For his inaugural solo exhibition at Kavi Gupta, Professor Devan Shimoyama presents a new body of painting and sculpture inspired by his evolving connections to identity, ancestry, community, and the definition of home. Titled “We Named Her Gladys,” the exhibition is on view March 23 through May 25.
Shimoyama recently became a first time homeowner, purchasing a 1926 Craftsman home in the borough of Brentwood on the outskirts of Pittsburgh. Says Shimoyama, “The house is made of a classic, golden yellow brick that was developed in Pittsburgh. It’s a very Pittsburgh house.” Since moving in, tiny moments of discovery both inside and outside of the house have pulled Shimoyama backwards in time, moving him to grapple with the mythos of ownership, the discovery of secrets, and the ways history intertwines and negotiates with the present. Says Shimoyama, “This body of work has grown out of me thinking about how significant and important it is to own where you live; to maintain and tend to it. Many young people, especially young people of color, shy away from home ownership. This is negative in a lot of ways.”
In many of the paintings, Shimoyama’s own body appears as a shamanistic figure, connecting what is “real” with hints of the unseen world. One painting portrays Shimoyama in his back yard covered in weeds. He has stopped what he’s doing to pick up a dead baby bunny. Another refers to his discovery of evidence of a past fire in the attic. Inside this haunting visual realm it is always twilight. A gradiated sky suggests both morning and night, pausing history to interrogate the vitality of the moment. Says Shimoyama, “I feel like I travel back in time to experience these moments, to digest these events; to become one with the ghosts that are in my home.”
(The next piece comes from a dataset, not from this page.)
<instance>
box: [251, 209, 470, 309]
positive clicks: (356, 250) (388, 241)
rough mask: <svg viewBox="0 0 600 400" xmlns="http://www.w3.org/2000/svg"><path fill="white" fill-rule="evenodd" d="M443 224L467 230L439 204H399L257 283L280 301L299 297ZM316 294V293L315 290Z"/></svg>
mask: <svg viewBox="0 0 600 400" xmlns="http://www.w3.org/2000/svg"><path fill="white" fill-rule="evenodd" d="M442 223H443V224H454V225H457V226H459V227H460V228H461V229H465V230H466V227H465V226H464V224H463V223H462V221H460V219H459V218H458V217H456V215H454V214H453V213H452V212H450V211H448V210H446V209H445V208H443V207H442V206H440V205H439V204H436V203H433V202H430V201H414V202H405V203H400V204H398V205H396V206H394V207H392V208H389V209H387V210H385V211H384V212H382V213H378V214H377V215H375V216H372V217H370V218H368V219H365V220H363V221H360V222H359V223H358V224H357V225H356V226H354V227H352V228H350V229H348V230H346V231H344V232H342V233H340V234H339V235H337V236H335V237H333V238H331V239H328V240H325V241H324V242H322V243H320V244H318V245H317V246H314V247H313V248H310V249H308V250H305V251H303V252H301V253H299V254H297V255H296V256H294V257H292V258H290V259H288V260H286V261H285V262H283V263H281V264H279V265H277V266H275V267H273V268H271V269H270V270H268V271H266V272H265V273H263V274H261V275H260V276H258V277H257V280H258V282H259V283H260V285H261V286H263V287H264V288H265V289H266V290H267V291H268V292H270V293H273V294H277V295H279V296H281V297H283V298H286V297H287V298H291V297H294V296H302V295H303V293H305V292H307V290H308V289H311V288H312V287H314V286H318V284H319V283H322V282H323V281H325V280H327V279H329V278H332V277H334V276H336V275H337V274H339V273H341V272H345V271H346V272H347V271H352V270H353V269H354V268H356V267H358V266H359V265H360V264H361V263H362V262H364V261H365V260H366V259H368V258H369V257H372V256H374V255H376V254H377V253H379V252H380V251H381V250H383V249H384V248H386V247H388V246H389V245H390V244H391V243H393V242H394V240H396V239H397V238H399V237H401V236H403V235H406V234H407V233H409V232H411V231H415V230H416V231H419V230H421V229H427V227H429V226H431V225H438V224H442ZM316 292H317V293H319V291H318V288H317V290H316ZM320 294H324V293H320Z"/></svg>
Among the works Shimoyama created for the show is a new sculpture: an adorned, a-frame swing-set with three seats, encrusted with silk flowers and jewelry. This iconic work embodies Shimoyama’s uniquely thought-provoking brand of conceptual purism: simplified forms collaged with eye-catching materials packed with inferred meaning. “Mixed media allows me to be more direct,” he says. “A lot of the materials I use are ornate, bought at stores where you would buy couture gowns, or where drag queens might buy fabric to construct a fantasy. There’s content in those materials, specific to different memories and experiences and messages. I’m thinking about branding and culture and peacocking—how what you’re wearing reflects some kind of status of yourself. The materials reflect how I think about constructing identity, and possibly code switching from era to era.”